2. Run the [llama_preprocess.py script](https://gitee.com/mindspore/mindformers/blob/r1.3.0/mindformers/tools/dataset_preprocess/llama/llama_preprocess.py) in MindFormers to convert the data into the MindRecord format. This operation depends on the fastchat tool package to parse the prompt template.
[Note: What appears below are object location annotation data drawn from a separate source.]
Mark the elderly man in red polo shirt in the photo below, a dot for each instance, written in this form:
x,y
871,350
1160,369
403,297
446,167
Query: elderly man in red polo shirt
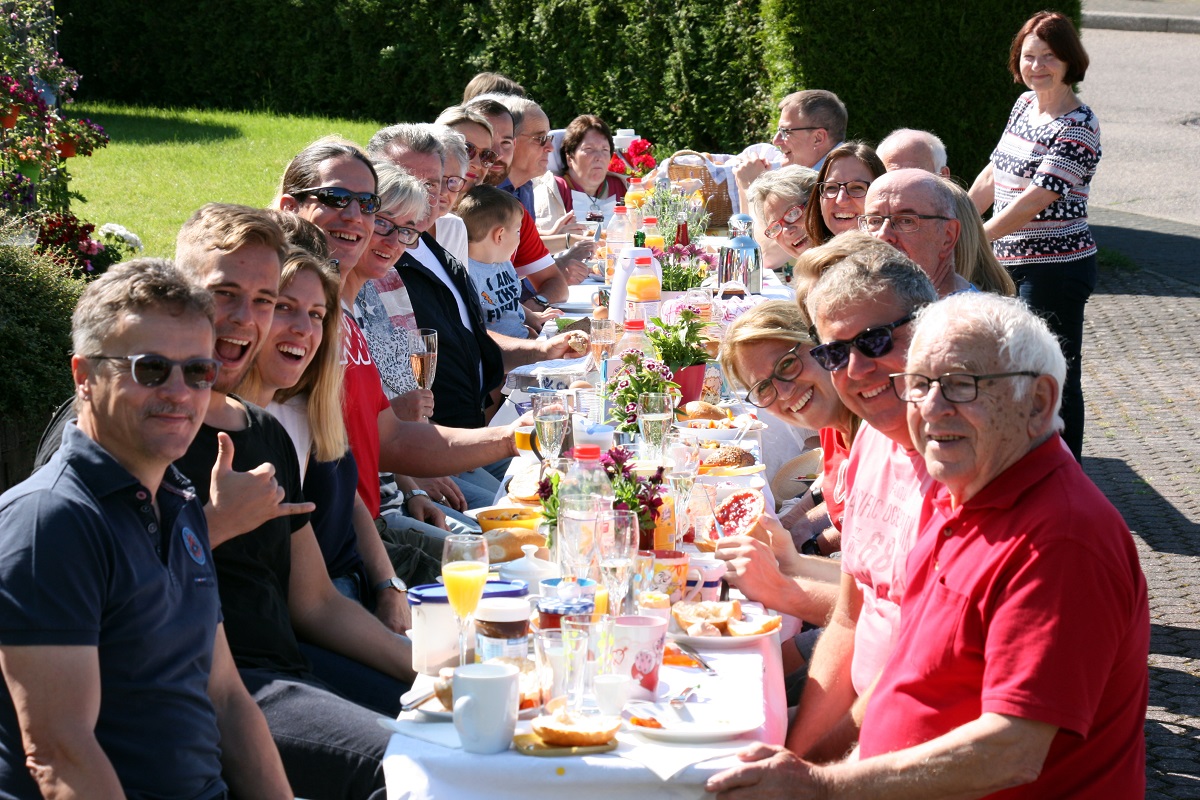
x,y
1024,633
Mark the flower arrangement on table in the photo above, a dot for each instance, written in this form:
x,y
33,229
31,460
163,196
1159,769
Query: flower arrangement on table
x,y
635,160
684,266
636,376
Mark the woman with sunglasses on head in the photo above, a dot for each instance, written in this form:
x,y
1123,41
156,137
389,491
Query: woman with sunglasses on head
x,y
778,199
1038,180
840,193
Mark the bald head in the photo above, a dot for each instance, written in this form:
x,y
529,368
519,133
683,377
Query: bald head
x,y
909,149
913,197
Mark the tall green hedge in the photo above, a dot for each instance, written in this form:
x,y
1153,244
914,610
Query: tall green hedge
x,y
696,73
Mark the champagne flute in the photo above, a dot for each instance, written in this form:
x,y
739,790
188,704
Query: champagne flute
x,y
423,355
463,572
654,417
552,419
617,545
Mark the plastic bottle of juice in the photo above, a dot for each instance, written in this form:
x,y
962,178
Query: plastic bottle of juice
x,y
643,293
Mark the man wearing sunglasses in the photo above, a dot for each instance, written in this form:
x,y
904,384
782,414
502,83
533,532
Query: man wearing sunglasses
x,y
913,211
118,674
1020,659
863,310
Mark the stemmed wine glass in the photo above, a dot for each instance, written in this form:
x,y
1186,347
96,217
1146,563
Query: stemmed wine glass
x,y
463,572
617,543
423,355
552,419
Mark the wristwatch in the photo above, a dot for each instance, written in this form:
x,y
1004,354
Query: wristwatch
x,y
391,583
415,493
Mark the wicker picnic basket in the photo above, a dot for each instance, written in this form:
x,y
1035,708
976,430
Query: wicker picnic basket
x,y
717,194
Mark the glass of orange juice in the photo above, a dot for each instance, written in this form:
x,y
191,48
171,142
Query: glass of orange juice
x,y
463,572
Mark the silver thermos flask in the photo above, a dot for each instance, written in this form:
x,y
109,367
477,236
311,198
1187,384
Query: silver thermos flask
x,y
741,259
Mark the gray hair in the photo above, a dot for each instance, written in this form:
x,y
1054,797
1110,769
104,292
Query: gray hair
x,y
867,276
936,146
1024,341
417,137
133,287
401,196
792,184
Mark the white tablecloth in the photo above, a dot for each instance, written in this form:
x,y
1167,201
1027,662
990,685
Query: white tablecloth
x,y
421,770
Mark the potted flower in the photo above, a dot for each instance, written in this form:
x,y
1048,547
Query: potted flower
x,y
635,377
681,346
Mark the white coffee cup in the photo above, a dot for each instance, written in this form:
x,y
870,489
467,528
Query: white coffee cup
x,y
485,707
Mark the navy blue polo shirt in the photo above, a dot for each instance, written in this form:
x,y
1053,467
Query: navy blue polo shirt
x,y
83,561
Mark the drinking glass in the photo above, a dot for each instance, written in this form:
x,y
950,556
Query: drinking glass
x,y
654,419
463,572
423,355
616,534
552,419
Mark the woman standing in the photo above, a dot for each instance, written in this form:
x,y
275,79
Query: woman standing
x,y
1038,179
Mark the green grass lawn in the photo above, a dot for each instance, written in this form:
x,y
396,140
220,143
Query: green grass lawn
x,y
162,164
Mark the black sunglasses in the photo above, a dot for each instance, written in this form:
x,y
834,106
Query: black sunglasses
x,y
873,342
336,197
486,157
149,370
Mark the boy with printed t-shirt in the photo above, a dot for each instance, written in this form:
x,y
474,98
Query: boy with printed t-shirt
x,y
493,232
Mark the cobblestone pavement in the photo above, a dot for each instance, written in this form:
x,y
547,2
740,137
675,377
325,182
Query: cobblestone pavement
x,y
1141,382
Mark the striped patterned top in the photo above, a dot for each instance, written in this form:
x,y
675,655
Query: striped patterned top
x,y
1060,156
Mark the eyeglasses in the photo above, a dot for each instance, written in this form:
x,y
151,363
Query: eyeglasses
x,y
783,133
406,235
873,342
957,386
790,216
540,138
150,371
486,157
787,368
829,190
336,197
905,223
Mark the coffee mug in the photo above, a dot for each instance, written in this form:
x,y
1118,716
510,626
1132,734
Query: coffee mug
x,y
486,698
670,573
705,573
526,438
637,650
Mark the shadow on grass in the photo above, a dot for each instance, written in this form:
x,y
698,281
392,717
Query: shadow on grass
x,y
161,128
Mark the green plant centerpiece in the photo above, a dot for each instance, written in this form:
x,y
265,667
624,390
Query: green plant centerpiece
x,y
635,377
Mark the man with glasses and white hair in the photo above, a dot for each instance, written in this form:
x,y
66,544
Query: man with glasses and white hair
x,y
913,211
1025,629
911,149
118,674
862,308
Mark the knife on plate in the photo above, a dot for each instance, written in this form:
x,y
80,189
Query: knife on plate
x,y
691,651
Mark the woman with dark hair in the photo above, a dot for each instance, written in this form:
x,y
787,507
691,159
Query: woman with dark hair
x,y
1038,180
586,184
840,192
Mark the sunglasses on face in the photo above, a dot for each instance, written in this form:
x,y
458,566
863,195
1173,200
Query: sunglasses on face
x,y
150,371
829,190
873,343
790,217
406,235
486,157
336,197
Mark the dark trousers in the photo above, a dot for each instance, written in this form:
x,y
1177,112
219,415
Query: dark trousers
x,y
1059,294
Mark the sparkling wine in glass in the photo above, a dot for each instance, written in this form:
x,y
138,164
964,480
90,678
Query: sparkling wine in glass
x,y
423,355
463,572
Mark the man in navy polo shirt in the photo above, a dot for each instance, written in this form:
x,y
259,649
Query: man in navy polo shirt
x,y
118,677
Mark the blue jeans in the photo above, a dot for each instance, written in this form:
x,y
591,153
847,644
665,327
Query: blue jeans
x,y
1059,294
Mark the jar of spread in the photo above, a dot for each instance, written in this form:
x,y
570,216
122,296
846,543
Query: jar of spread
x,y
502,629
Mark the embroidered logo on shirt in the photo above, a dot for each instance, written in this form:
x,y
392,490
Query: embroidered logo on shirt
x,y
192,542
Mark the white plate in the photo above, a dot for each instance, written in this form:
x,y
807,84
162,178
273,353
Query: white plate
x,y
718,434
708,722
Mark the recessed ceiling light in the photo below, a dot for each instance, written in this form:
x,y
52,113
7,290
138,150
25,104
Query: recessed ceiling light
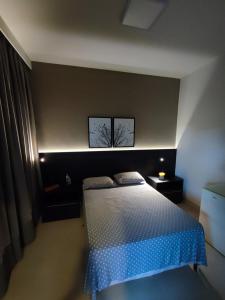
x,y
143,13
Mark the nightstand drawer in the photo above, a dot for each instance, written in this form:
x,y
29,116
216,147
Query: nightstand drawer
x,y
61,212
171,188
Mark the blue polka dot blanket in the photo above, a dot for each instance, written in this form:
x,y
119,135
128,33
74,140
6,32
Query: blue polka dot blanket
x,y
134,232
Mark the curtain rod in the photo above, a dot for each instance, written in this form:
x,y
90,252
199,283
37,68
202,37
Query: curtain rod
x,y
12,40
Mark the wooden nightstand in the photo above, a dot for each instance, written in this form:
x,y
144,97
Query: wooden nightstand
x,y
171,188
61,202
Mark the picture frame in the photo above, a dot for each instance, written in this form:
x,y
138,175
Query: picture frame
x,y
100,132
123,132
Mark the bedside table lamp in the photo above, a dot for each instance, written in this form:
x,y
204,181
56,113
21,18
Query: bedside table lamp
x,y
162,175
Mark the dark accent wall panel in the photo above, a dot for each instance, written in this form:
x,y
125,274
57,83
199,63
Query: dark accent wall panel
x,y
86,164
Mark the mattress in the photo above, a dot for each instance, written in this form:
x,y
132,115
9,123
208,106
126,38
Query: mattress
x,y
134,232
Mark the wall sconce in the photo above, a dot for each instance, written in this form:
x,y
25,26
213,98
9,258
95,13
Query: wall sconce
x,y
42,159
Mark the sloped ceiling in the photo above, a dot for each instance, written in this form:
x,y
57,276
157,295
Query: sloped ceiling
x,y
189,34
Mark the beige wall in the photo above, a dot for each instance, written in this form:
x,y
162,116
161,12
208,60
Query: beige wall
x,y
201,129
65,96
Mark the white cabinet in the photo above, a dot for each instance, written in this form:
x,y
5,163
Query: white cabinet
x,y
212,215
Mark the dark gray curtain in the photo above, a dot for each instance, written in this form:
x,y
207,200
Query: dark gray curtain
x,y
19,169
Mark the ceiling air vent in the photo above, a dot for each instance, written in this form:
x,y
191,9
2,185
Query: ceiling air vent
x,y
143,13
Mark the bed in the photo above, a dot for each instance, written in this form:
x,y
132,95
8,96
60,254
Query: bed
x,y
134,232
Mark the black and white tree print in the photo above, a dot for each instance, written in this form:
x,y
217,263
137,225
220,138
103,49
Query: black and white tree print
x,y
100,134
123,132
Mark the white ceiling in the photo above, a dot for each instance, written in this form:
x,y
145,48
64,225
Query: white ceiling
x,y
189,34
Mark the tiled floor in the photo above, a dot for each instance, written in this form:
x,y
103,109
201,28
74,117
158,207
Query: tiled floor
x,y
53,269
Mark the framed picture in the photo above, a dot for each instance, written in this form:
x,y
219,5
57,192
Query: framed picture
x,y
100,132
123,132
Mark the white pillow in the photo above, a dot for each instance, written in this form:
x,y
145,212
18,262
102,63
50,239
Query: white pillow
x,y
129,178
98,182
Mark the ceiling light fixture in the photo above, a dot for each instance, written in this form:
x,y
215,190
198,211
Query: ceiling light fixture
x,y
143,13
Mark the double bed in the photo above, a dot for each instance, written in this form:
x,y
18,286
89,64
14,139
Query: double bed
x,y
134,232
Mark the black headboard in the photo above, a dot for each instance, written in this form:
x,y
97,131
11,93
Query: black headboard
x,y
80,165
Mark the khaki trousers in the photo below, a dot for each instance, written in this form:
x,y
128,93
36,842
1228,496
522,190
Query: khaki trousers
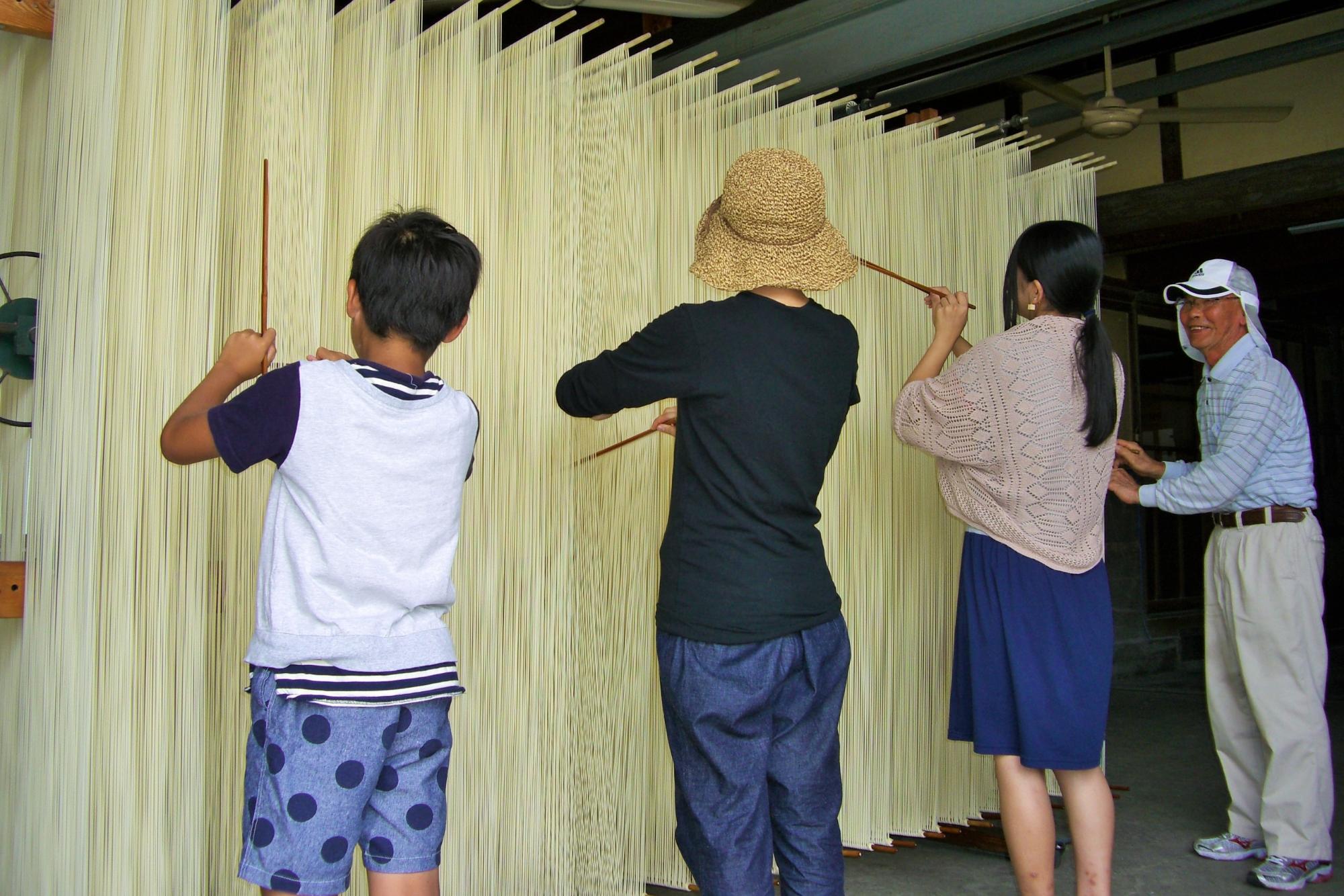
x,y
1265,674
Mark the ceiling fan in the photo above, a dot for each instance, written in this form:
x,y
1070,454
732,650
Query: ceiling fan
x,y
1111,116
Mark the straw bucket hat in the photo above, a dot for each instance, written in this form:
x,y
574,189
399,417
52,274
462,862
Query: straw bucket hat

You need to install fastchat 0.2.13 or later in advance.

    ```bash
    python llama_preprocess.py \
      --dataset_type qa \
      --input_glob /{path}/alpaca-data-conversation.json \
      --model_file /{path}/tokenizer.model \
      --seq_length 4096 \
      --output_file /{path}/alpaca-fastchat4096.mindrecord
    ```

    Parameters:

    ```commandline
    dataset_type: type of the data to be preprocessed.
    input_glob:   path of the converted alpaca file.
    model_file:   path of the tokenizer.model file.
    seq_length:   sequence length of the output data.
    output_file:  path for storing output files.
    ```

### Performing a Fine-tuning Task

#### Single-Node Training

Take Llama2-7B as an example. Run the startup script **msrun** to perform 8-device distributed training. The startup command is as follows:

```bash
bash scripts/msrun_launcher.sh "run_mindformer.py \
 --config configs/llama2/finetune_llama2_7b.yaml \
 --load_checkpoint /{path}/llama2_7b.ckpt \
 --train_dataset_dir /{path}/alpaca-fastchat4096.mindrecord \
 --use_parallel True \
 --run_mode finetune" 8
```

Parameters:

```commandline
config:            model configuration file, which is stored in the config directory of the MindFormers code repository.
load_checkpoint:   path of the checkpoint file.
train_dataset_dir: path of the training dataset.
use_parallel:      specifies whether to enable parallelism.
run_mode:          running mode. The value can be train, finetune, or predict (inference).
```

After the task is executed, the **checkpoint** folder is generated in the **mindformers/output** directory, and the model file is saved in this folder.

#### Multi-Node Training

The multi-node multi-device fine-tuning task is similar to the pretrained task. You can refer to the multi-node multi-device pretraining command and modify the command as follows:

1. Add the input parameter `--load_checkpoint /{path}/llama2_7b.ckpt` to the startup script to load the pretrained weights.
2. Set `--train_dataset_dir /{path}/alpaca-fastchat4096.mindrecord` in the startup script to load the fine-tuning dataset.
3. Set `--run_mode finetune` in the startup script. **run_mode** indicates the running mode, whose value can be **train**, **finetune**, or **predict** (inference).

After the task is executed, the **checkpoint** folder is generated in the **mindformers/output** directory, and the model file is saved in this folder.